IMMOBILIER et BTP : 5 changements majeurs en 2018

Nouvelle année, nouvelles lois. Adoptée le 21 décembre par le Parlement, la loi de finances 2018 contient de nombreuses nouveautés. Maisons Kerbéa vous aide à y voir plus clair en vous présentant 5 changements majeurs en 2018. Quels sont-ils ?

 

1 – PTZ en sursis

De nombreuses spéculations ont couru ces derniers mois sur le Prêt à Taux Zéro :  Supprimé ? Maintenu ?

Le gouvernement a finalement décidé de couper la poire en deux : le PTZ ne change pas (jusqu’à 40% du prix du logement) dans les zones Abis, A et B1. En revanche, il est abaissé à 20% maximum du prix du logement pour les zones B2 et C.

Note : Le PTZ dans l’ancien est supprimé en zones Abis, A et B1. En zone B2 et C, il reste à 40% du prix du logement et la condition de travaux (25% du prix) reste en vigueur.

Quel impact pour ma construction ?

En moyenne, dans le neuf, la différence pour les zones impactées B2 et C entre l’ancien PTZ et le PTZ 2018 est de 40 euros par mois.

Prenons un exemple pour bien illustrer ce montant. 

M. A et Mme B font construire un projet, tout compris pour 200 000€ en zone C. 

Avec l‘ancien PTZ ils auraient bénéficier de 80 000€ (40% de 200 000€). Avec le nouveau PTZ, ils bénéficient de 40 000€ (20% du prix total du projet). 

Dans notre exemple, M. A et Mme B souhaitent s’endetter sur 25 ans soit 300 mois. 80 000€ ÷ 300 mois= 266,66€. 40 000€ ÷ 300 mois = 133,33€. 

Prenons ensuite une simulation de crédit chez un courtier, nous avons ici choisi la Cafpi. Pour l’ancien PTZ, il restait donc 120 000€ à emprunter, soit 502€ / mois avec un taux d’intérêt de 1,88%. Pour le nouveau PTZ il resterait 160 000€ à emprunter soit 669€ / mois avec le même taux d’intérêt à 1,88%. 

Ajoutons le montant du PTZ, nous arrivons pour l’ancienne version à des mensualités de 768,66€ / mois et pour le PTZ 2018 à 802,33€ / mois. La différence est donc de 33,67€ / mois.

Nous pouvons donc conclure sur le PTZ que même si le changement de 20 à 40% peut faire peur, l’impact réel est faible.

 

2 – Loi Pinel retouchée

Le dispositif d’incitation fiscale à l’investissement locatif dit « Pinel » est prolongé de trois ans pour les zones A et B1. A l’instar du PTZ, la loi Pinel est donc recentrée sur les zones les plus tendues.

Il est désormais malheureusement supprimé dans les zones B2 et C.  SAUF! Dans les villes des zones B2 et C bénéficiant d’un arrêté préfectoral autorisant le Pinel (920 communes, consultez-les ici). Il sera possible de défiscaliser dans ces communes si le permis de construire est déposé avant le 1er janvier 2018 et que l’acte authentique de vente devant notaire est signé avant le 1er janvier 2019.

 

3 – APL accession fortement restreint

Les accédants à la propriété qui souscrivent un prêt à l’accession sociale (PAS) ou un Prêt Conventionné (PC) ne pourrons plus percevoir l’Aide Personnelle au Logement accession.
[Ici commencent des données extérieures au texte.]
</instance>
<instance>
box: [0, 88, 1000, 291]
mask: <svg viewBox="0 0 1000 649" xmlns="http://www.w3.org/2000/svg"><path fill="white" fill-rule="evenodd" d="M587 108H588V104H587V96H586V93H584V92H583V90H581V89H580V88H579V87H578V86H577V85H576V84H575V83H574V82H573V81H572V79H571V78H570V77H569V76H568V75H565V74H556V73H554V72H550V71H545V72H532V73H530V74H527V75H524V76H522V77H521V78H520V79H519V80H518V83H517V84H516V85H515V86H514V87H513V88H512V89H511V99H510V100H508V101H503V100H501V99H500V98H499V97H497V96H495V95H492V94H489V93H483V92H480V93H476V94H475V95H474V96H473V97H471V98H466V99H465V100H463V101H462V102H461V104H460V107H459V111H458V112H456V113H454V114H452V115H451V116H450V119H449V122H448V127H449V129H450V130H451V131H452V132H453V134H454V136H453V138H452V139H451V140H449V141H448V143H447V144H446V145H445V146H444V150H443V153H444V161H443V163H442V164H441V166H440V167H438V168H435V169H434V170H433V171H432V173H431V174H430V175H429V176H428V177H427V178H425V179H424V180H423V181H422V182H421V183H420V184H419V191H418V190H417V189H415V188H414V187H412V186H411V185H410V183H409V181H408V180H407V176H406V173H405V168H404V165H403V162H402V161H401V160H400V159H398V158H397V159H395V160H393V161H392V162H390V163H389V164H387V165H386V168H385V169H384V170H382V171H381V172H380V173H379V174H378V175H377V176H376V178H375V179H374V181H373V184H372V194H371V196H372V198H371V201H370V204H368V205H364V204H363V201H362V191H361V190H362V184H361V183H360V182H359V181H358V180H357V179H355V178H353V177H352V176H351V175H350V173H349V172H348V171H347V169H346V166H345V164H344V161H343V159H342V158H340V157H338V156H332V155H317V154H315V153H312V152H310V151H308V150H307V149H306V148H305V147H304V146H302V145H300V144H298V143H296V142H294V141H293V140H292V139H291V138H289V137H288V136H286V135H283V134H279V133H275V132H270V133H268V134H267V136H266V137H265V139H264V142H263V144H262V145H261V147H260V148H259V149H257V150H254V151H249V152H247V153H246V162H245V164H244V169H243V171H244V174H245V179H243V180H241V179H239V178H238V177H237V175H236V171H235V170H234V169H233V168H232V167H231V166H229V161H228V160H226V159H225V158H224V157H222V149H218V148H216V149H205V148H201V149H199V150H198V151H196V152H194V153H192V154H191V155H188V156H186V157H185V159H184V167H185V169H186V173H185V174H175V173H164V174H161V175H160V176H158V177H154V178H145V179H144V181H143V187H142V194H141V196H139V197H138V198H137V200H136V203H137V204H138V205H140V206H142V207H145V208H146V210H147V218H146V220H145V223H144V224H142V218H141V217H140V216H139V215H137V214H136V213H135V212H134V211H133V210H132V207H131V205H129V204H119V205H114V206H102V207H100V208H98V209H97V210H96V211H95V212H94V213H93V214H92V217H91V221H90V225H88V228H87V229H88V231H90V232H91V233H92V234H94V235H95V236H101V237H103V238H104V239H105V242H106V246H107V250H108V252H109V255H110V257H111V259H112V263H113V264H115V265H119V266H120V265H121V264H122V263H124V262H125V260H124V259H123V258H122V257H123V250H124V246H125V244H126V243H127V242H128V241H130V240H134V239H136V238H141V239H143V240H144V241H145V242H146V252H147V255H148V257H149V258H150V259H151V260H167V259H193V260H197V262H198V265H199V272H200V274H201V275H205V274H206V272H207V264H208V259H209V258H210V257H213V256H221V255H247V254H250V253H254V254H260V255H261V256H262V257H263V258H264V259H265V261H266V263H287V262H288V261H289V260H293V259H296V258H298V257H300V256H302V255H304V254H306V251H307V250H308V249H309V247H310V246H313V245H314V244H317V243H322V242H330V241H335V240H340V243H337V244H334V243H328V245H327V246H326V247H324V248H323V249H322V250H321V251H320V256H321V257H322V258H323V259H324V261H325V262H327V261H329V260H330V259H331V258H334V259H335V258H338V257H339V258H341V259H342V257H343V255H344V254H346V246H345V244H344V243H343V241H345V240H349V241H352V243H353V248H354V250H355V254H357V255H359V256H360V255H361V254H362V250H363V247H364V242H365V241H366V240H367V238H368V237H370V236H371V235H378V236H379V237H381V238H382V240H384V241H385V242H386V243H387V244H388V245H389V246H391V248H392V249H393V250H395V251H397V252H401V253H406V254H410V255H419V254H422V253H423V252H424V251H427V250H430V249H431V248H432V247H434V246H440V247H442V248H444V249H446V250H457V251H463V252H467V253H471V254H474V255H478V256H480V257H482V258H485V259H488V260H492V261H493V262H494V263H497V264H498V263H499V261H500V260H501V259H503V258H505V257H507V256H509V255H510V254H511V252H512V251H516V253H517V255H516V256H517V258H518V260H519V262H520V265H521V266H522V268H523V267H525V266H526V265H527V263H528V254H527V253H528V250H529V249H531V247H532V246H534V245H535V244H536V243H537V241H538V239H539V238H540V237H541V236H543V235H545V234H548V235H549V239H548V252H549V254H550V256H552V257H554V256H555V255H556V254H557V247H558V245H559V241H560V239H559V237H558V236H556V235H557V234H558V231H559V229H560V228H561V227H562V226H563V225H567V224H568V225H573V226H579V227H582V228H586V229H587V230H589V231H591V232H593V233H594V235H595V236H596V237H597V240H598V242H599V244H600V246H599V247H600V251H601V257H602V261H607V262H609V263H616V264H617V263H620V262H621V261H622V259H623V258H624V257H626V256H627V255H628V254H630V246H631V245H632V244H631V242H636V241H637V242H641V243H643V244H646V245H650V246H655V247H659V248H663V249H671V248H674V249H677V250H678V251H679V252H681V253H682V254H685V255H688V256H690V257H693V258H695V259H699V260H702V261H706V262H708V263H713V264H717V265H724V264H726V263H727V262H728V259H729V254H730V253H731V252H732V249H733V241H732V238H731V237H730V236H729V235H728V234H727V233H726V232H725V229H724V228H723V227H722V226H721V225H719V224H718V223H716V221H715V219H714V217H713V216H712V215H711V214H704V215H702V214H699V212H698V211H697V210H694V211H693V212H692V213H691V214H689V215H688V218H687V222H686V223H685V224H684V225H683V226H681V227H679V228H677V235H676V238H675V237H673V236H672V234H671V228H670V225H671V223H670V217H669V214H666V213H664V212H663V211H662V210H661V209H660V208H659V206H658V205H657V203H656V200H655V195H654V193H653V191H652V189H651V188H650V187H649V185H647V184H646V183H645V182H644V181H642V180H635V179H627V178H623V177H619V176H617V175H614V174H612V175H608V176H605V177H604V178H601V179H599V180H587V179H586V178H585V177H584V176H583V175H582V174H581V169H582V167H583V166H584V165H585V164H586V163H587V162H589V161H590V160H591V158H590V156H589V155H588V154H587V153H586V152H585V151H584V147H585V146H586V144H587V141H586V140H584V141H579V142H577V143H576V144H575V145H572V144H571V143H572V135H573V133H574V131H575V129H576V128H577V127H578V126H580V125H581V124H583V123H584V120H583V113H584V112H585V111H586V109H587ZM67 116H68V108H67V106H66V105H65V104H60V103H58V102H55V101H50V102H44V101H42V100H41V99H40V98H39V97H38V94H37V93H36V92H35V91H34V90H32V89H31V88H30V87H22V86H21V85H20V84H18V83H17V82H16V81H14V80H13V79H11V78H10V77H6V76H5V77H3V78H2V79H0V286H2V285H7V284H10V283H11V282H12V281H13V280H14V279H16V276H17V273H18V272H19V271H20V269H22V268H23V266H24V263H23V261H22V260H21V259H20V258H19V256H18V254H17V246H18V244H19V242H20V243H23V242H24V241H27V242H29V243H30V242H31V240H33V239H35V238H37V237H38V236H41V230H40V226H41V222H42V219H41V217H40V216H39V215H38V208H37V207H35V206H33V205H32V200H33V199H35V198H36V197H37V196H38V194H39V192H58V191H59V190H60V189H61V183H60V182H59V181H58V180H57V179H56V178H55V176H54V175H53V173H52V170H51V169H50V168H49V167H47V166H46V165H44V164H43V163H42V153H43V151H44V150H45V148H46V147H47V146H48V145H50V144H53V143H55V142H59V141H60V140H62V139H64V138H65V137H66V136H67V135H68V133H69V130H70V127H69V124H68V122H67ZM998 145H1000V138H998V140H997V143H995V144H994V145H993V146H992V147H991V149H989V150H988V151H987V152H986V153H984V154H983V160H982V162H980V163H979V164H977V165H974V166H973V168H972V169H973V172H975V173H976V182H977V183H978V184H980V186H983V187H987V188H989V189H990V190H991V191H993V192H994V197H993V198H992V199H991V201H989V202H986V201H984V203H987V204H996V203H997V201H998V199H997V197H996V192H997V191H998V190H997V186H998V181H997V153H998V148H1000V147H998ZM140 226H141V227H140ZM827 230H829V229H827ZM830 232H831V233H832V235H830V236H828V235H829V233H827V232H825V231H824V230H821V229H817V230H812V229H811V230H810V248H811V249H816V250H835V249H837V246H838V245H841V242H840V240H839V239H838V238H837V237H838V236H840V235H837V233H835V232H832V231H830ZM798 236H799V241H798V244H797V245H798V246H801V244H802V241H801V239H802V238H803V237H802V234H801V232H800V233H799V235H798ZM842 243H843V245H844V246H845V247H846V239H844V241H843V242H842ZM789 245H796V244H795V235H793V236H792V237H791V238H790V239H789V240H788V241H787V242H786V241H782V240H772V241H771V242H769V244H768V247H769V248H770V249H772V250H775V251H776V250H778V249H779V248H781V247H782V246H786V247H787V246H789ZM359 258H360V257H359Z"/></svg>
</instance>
Seule exception : ceux qui achètent dans l’ancien dans les zones B2 et C pourront en profiter pendant les deux prochaines années. Rien ne change pour ceux qui bénéficient déjà de ce système.

 

4 – Changement d’Assurance Emprunteur facilité

(en cours d’examen par le Conseil constitutionnel)

Depuis la loi Hamon de juillet 2014, les particuliers ne pouvaient changer d’assurance de prêt que pendant la première année suivant la souscription du prêt. A partir de 2018, tout ménage remboursant un crédit immobilier peut changer d’assurance emprunteur.

Pour changer d’assurance de prêt, il vous suffira d’envoyer une lettre recommandée avec A/R à votre banque ou à votre assureur, au moins deux mois avant la date anniversaire du contrat, en indiquant votre volonté de résilier votre assurance en cours et de la remplacer par une autre.

 

5 – Taxe d’habitation réduite de 30%

Le budget 2018 prévoit une première baisse de 30% pour les ménages concernés, puis de 65% en 2019, avant une exonération complète en 2020.

Note : lorsque vous faites construire, vous êtes exonérés de cette taxe pendant deux ans.